Recurrence occurs in about 1/3 of patients, usually within four months of resolution of initial symptoms and are less severe. It is more common in those with nephritis (as opposed to nephrotic syndrome).

[edit] Treatment

Most patients do not receive therapy because of high recovery rate. Corticosteroids may enhance rate of recovery from arthritis or abdominal pain but does not prevent recurrence.

Renal disease. Treatment is only considered in those with marked proteinuria and/or impaired renal function and patients in this setting should get a renal biopsy since the amount of crescentic glomeruli is a prognostic factor. In those with crescentic nephritis (> 50% of glomeruli), a pulse IV methylprednisolone 250-1000 mg/day for three days followed by oral prednisone (1 mg/kg/day for three months) is used. This regimen is used to reverse the inflammation rather than the IgA deposition itself. Plasmapheresis (exchange of plasma) may be curative but data is inconclusive. Intravenous immunoglobulin has also been tried in patients with heavy proteinuria and decrease in glomerular filtration rate.
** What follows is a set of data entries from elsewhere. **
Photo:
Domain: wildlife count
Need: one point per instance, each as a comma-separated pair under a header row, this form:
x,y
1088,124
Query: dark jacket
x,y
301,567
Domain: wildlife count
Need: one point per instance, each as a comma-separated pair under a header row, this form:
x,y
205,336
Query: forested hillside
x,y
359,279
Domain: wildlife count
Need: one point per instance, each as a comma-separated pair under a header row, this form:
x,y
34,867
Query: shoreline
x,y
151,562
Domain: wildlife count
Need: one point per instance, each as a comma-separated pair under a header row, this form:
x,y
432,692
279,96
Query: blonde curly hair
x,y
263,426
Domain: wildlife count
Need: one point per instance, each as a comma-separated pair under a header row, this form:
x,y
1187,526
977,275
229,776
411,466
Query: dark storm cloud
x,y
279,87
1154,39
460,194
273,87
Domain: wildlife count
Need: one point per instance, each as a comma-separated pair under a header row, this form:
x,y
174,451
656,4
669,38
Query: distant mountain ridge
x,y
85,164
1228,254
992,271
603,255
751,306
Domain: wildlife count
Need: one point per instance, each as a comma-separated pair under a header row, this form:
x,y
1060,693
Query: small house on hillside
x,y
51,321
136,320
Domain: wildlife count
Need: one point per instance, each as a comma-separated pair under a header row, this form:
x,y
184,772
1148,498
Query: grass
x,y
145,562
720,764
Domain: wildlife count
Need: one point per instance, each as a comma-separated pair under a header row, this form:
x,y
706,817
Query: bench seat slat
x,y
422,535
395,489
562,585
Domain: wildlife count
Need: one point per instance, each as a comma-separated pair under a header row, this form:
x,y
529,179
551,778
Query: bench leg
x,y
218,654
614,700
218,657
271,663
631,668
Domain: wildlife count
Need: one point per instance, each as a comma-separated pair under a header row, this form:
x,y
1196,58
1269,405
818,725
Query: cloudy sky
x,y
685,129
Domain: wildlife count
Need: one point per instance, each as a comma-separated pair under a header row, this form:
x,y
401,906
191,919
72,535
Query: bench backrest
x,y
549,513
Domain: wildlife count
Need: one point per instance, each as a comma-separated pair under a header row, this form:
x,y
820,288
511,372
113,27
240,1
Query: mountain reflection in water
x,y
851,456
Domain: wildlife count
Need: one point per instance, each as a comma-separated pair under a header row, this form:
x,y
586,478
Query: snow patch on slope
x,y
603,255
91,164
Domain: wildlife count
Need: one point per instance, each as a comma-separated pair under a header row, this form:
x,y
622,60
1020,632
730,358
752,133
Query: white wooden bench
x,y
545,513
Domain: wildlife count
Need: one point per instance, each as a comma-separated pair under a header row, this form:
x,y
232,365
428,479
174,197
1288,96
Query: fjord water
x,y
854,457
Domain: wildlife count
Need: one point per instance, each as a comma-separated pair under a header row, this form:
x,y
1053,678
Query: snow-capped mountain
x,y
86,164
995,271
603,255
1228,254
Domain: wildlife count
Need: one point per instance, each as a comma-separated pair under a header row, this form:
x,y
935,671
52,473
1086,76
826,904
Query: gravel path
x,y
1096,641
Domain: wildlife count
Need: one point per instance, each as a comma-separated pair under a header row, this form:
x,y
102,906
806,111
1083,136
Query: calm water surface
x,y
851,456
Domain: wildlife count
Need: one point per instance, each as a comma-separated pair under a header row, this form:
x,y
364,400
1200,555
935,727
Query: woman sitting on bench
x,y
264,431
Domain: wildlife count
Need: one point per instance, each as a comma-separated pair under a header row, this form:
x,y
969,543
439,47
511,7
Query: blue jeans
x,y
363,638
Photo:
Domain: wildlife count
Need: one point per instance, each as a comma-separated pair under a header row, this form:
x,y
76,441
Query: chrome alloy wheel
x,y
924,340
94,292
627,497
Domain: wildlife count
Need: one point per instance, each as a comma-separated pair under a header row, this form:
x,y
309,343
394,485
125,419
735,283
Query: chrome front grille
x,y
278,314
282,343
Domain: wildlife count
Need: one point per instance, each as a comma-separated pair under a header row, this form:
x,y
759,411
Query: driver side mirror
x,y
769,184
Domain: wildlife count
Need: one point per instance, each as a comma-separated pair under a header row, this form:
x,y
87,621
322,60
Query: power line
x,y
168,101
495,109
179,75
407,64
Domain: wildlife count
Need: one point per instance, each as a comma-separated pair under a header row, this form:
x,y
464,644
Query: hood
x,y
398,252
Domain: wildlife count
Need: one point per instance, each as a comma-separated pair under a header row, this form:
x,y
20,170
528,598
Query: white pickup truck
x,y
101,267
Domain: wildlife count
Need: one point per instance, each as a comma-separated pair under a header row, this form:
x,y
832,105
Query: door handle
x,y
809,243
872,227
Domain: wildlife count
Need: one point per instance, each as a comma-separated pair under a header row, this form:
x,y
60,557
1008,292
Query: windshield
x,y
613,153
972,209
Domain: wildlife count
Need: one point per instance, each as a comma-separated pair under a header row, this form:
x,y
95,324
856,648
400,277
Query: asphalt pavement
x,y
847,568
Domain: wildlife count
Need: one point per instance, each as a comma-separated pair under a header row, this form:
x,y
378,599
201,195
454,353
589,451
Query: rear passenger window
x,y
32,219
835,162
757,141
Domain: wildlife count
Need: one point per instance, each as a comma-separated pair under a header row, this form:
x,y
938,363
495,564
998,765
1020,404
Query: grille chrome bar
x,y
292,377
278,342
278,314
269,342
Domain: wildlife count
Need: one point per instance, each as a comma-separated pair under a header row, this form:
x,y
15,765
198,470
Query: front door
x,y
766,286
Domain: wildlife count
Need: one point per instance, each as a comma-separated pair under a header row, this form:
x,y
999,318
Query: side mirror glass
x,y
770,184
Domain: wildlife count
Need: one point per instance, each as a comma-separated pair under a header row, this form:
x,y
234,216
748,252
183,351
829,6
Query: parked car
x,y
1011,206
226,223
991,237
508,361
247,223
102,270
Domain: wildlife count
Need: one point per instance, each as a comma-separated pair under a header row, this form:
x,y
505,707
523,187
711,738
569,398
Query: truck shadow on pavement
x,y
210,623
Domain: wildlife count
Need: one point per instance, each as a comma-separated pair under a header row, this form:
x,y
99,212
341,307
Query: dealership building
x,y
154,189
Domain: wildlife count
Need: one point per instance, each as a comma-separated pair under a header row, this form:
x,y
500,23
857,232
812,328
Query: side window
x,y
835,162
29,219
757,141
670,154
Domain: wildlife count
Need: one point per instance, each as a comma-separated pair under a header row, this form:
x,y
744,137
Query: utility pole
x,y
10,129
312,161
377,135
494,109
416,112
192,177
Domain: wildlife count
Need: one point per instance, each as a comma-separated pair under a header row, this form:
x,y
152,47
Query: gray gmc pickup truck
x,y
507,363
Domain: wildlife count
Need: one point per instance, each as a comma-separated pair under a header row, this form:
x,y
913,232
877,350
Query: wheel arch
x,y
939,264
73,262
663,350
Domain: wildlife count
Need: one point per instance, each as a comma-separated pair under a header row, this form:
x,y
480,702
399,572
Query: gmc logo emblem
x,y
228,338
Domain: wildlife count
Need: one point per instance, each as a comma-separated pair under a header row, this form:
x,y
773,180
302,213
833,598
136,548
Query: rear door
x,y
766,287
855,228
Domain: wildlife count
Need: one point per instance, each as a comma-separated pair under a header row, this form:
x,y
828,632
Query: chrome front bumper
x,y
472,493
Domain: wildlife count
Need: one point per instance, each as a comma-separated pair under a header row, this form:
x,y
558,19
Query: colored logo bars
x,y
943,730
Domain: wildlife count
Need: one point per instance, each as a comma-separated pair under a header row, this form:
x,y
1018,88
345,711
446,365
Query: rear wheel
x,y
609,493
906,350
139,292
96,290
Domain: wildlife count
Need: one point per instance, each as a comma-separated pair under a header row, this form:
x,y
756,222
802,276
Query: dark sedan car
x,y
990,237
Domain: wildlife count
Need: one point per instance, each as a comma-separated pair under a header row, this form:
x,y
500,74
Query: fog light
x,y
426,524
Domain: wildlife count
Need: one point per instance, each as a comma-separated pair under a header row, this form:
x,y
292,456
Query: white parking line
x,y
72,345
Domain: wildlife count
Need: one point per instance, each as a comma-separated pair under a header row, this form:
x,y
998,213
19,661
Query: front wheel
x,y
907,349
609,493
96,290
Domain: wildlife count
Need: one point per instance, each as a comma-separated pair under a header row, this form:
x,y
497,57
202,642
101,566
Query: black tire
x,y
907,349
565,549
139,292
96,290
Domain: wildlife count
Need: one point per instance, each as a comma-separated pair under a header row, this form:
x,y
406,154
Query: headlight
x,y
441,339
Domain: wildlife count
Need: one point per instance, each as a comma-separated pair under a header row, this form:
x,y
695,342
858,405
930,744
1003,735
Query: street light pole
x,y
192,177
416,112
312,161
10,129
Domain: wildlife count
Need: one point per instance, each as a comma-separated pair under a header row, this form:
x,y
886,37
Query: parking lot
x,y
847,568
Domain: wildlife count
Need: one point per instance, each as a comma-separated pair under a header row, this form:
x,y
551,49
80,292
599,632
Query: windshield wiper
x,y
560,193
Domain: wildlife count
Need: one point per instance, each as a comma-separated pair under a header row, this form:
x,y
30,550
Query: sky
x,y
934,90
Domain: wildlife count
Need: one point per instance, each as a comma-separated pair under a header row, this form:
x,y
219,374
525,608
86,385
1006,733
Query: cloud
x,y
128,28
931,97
Renal transplant. Can be considered in those with end-stage renal disease, although recurrence is common, as evidenced by mesangial hypercellularity and IgA deposition in the graft. It occurs in about 35% of transplant patients at 5 years with 10% of patients experiencing graft loss due to recurrence. It is recommended that transplantation be delayed for 12-24 months after the disappearance of purpura.

[edit] Pathophysiology

HSP is a form of vasculitis that is mediated by antibodies of the subclass IgA₁. These are found in the cutaneous lesions, as well as other inflammatory patches in the kidney (mesangium) and the intestine. IgA nephritis has many parallel symptoms, and is also often preceded by an infection, raising the suspicion that the nephritis may be a form of HSP limited to the kidney.

HSP can develop after infections with streptococci (Group A, β-haemolytic), hepatitis B, herpes simplex virus, parvovirus B19, Coxsackievirus, adenovirus and Helicobacter pylori. Certain medications have been reported to cause HSP as an idiosyncratic reaction.

In the 1990s, it was discovered that an abnormality of the IgA₁ may be the causative factor of this disease. IgA₁ and IgD differ from the other classes of antibody through an 18 amino acid-long hinge region between complement-fixating region 1 and 2. Of the amino acids, half is proline, while the other ones are mainly serine and threonine. The majority of the serines and the threonines have elaborate sugar chains, connected through oxygen atoms (O-glycosylation). This process is thought to stabilise the IgA molecule and make it less prone to proteolysis. The first sugar is always N-acetyl-galactosamine (GalNAc), followed by other galactoses and sialic acid.

In HSP and IgA nephritis, it appears that these sugar chains are deficient. The cause for this abnormalty is thought to be viral neuraminidase, which removes sialic acid. This abnormality leads to polymerisation of IgA₁, mainly in the renal mesangium. While the local mechanism that leads to the vasculitis is not completely understood, recent findings seem to confirm this theory.

[edit] History

The disease carries the name of Eduard Heinrich Henoch (1820-1910), a German pediatrician, and his teacher Johann Lukas Schönlein (1793-1864), who described it in the 1860s.

The English physician William Heberden (1710-1801) and the dermatologist Robert Willan (1757-1812) had already described the disease in 1802 and 1808, respectively, but the name Heberden-Willan disease has fallen in disuse. William Osler would be the first to see HSP as a form of allergy.